Ahmad al-Alawi

Ahmad al-Alawi (1869 – 14 July 1934), in full Abū al-ʿAbbās Aḥmad ibn Muṣṭafā ibn ʿAlīwa, known as al-ʿAlāwī al-Mustaghānimī (Arabic: أبو العباس أحمد بن مصطفى بن عليوة المعروف بالعلاوي المستغانمي), was an Algerian Sufi Sheikh who founded his own Sufi order, called the Alawiyya.

Al-Alawi was a Sufi shaykh in the classic Darqawi Shadhili tradition, though his order differed somewhat from the norm in its use of the systematic practice of khalwa and in laying especial emphasis on the invocation of the Supreme Name [of God].

He wrote poetry and books on established Sufi topics, and founded and directed two weekly newspapers, the short-lived Lisan al-Din (Language of Faith) in 1912, and the longer-lived Al-balagh al-jazairi (Algerian Messenger) in 1926.

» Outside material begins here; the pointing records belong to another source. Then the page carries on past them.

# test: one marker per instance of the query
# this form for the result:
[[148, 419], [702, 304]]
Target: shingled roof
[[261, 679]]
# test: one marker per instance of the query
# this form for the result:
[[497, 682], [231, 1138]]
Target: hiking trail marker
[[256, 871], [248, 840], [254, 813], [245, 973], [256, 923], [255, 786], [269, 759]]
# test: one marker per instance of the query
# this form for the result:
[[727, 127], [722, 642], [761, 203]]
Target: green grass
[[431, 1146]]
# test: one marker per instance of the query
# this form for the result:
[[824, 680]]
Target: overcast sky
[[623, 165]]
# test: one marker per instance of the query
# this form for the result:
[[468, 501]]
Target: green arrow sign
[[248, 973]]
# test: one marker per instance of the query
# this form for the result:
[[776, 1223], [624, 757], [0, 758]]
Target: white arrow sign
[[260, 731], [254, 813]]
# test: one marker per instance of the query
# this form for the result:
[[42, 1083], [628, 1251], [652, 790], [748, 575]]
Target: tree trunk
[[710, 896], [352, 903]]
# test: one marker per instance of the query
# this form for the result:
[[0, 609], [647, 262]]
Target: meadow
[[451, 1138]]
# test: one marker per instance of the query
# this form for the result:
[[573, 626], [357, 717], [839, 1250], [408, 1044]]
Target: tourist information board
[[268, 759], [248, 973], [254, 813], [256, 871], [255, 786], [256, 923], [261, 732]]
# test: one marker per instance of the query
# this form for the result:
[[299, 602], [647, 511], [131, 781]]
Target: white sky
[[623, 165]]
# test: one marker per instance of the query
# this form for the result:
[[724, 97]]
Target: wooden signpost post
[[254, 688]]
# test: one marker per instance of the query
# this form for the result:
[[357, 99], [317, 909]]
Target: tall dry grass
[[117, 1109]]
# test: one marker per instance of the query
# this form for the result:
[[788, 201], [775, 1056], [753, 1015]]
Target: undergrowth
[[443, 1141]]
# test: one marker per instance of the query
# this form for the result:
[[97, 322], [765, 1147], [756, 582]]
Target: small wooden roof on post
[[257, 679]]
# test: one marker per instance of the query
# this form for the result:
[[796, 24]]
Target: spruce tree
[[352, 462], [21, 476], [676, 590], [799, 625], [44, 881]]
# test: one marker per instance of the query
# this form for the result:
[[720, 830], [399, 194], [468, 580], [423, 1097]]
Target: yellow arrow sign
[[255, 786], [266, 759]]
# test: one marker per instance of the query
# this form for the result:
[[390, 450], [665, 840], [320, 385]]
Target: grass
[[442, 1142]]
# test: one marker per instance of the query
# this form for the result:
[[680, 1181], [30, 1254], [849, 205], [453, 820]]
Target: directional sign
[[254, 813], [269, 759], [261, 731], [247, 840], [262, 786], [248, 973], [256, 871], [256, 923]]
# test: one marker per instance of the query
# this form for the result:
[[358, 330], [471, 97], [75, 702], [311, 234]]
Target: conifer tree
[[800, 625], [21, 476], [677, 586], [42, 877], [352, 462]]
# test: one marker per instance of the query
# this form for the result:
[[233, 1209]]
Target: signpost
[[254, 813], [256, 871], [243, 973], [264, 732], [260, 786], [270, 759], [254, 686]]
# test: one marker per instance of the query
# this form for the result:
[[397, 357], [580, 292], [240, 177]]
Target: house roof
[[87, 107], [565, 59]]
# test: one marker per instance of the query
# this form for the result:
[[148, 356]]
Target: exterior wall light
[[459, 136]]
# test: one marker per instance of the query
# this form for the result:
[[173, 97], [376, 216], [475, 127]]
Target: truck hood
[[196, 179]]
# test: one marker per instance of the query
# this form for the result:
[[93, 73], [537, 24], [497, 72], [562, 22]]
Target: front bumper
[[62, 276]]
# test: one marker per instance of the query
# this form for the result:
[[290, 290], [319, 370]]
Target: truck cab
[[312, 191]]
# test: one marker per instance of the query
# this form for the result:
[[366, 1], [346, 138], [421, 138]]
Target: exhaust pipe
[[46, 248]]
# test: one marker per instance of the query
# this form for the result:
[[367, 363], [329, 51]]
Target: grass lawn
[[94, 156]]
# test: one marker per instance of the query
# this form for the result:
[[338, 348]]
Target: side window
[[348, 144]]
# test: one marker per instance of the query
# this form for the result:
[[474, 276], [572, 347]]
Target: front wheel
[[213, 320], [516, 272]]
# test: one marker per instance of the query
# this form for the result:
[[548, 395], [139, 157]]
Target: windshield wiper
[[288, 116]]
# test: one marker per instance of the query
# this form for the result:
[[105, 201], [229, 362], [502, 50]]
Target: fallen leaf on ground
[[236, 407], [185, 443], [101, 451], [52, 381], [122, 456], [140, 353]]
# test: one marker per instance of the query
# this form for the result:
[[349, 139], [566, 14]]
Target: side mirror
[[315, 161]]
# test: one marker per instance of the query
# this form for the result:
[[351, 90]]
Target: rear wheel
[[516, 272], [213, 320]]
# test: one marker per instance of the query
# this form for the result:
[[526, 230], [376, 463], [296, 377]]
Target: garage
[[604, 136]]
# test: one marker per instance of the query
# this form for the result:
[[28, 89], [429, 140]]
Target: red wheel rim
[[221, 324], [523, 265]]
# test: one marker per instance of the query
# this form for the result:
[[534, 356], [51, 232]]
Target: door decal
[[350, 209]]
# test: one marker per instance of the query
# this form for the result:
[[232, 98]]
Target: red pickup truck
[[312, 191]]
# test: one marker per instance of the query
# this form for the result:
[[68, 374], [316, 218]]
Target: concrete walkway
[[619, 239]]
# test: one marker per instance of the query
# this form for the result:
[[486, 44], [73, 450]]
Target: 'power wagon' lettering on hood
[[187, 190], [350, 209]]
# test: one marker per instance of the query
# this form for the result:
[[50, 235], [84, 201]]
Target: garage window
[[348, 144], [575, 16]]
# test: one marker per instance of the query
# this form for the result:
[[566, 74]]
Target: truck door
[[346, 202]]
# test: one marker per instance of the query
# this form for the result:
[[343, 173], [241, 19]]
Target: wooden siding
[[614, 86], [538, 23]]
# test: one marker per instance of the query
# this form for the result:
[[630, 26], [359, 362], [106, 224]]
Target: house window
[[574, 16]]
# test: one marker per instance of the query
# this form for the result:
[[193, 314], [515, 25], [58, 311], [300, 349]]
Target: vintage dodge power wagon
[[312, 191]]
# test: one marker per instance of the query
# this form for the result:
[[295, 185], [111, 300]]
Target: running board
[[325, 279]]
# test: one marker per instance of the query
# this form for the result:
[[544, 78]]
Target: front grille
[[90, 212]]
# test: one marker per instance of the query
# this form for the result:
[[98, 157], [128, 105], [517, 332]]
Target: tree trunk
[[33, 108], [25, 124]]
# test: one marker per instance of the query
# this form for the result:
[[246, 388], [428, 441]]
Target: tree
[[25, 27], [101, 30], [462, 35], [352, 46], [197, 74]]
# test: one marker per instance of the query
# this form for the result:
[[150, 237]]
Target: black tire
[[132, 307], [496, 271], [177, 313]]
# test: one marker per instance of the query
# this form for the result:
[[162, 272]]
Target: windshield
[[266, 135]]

For him, the answers to the challenges of modernity were the doctrines and practices of traditional and spiritual Islam and the rites of religion had no other purpose than to cause the "Remembrance of God".

"[3] The Alawiyya spread throughout Algeria, as well as in other parts of the Maghreb, as a result of Sheikh al-Alawi's travels, preaching, and writing and through the activities of his muqaddams (representatives).

Sheikh al-Alawi himself travelled to France in 1926, and led the first communal prayer to inaugurate the newly-built Grand Mosque of Paris in the presence of the French president.